Have you considered instead defining an interface and letting the members of the association specify a contract to use as the verifier that meets that interface

We have actually! The DELEGATED Key Type is intended to be used as the abstraction for enabling arbitrary contract-based validations. Take a look at the language used to describe authorization delegation and let me know if you think it needs massaging or is lacking critical information to achieve a similar solution as you laid out here.

That way the struct then becomes…

I think it’s important for validation data to live external to the AssociatedAccountRecord details. The intent is for the wrapper struct SignedAssociationRecord to contain all of the necessary information to enable signature/auth validation. Moving the contract address into the record has two issues as I see it:

It requires that validation occur in an EVM context given the use of the address type (although the spec supports alternative architectures)
It requires that both accounts can authorize the same contract as a signing validator which seems overly constrained for combinations of accounts on disparate chains or architectures

All that being said, I am actively seeking feedback on the Key Types enumeration in the telegram channel and welcome your feedback!

katzman · December 17, 2025, 7:06pm

Hey @aliceto thanks for the comment.

If this is combined with ERC-8091, would it also be possible to associate privacy addresses with it?

So long as ERC-8091 addresses can be structured into an ERC-7930 address format, then they’re natively compatible with this specification.
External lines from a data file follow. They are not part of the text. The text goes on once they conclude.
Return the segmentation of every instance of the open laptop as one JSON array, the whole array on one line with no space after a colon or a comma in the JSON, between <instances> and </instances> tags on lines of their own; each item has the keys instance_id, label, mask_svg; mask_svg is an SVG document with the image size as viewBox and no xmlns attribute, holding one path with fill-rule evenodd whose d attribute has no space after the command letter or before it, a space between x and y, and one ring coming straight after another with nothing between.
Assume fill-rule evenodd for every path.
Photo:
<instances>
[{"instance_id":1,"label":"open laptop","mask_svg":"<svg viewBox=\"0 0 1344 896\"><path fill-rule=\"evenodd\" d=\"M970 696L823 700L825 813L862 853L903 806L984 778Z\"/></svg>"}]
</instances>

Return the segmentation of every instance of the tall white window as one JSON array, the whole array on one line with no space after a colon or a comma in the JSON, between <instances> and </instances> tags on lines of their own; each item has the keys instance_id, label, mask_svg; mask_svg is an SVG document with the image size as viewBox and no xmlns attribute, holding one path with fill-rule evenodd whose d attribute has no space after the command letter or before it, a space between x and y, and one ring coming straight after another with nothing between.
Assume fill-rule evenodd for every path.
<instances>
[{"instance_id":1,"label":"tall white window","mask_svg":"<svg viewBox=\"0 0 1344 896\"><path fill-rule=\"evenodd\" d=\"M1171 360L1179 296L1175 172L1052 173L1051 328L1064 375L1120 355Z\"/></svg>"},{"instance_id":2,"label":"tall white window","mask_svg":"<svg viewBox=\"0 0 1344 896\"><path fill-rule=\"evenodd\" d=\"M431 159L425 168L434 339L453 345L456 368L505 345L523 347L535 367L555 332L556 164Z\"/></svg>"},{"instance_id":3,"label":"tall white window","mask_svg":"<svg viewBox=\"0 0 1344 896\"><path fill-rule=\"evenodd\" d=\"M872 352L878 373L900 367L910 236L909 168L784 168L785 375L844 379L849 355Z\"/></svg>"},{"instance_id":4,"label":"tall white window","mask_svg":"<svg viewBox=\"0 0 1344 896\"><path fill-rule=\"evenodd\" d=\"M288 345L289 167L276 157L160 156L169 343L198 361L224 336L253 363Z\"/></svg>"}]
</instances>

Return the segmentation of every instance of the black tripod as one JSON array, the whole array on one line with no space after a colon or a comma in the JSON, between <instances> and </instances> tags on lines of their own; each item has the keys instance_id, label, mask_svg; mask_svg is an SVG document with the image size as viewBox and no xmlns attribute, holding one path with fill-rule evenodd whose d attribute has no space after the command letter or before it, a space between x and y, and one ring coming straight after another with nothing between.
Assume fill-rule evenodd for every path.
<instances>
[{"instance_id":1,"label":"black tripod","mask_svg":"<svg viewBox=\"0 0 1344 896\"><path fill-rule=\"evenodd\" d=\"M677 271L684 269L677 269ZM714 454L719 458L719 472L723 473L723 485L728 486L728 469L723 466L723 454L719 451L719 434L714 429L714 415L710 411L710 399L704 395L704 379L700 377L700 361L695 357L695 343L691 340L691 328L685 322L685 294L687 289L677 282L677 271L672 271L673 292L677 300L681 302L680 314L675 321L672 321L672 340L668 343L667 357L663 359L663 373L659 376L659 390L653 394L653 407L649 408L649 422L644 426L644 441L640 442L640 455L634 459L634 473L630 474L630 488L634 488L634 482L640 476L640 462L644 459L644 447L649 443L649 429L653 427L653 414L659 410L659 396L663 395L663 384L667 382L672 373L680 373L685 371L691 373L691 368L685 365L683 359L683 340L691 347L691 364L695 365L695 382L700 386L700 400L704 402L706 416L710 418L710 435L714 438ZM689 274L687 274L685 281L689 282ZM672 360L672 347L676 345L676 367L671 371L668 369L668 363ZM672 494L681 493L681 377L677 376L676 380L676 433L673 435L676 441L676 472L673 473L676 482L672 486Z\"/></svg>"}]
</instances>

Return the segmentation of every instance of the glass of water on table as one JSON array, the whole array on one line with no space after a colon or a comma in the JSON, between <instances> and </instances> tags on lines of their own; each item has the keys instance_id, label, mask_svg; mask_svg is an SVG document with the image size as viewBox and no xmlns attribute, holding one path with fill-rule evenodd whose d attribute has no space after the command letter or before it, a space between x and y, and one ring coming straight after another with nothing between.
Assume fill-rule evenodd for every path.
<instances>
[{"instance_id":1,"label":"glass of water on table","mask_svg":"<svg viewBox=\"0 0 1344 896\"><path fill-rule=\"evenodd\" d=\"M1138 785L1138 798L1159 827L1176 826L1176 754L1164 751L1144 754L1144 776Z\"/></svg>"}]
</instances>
Since the ERC-8091 address schema is not eip155 compatible, I think a purpose built CAIP-350 profile would be needed.

0xTraub · December 17, 2025, 8:49pm

The DELEGATED Key Type is intended to be used as the abstraction for enabling arbitrary contract-based validations.

That makes sense and I like that design but I still think the standard needs more explanation of how this can be accessed. The document only says

Implementers leveraging the Delegated key type MUST also publish how consumers can parse the application-specific delegation schema.

without actually specifying where this is. I think the best way to do this would potentially be to require that the data field of the AssociatedAccountRecord to have some kind of formatting (JSON or YAML) that could then contain the address under a fixed header. Just an idea.

It requires that validation occur in an EVM context given the use of the address type (although the spec supports alternative architectures)

I’m fine with changing this to a bytes field although that would also potentially require additional fields such as a chainId to declare which chain to validate on. However, this could also potentially be another field in a JSON “verifier” header.

"verifier": {
        contractAddress: "[insert address]",
        chainId: "[insert chainId]"
}

That would certainly allow for more flexibility in the future as well as across chain-families (EVM, SOL, MOVE, etc.)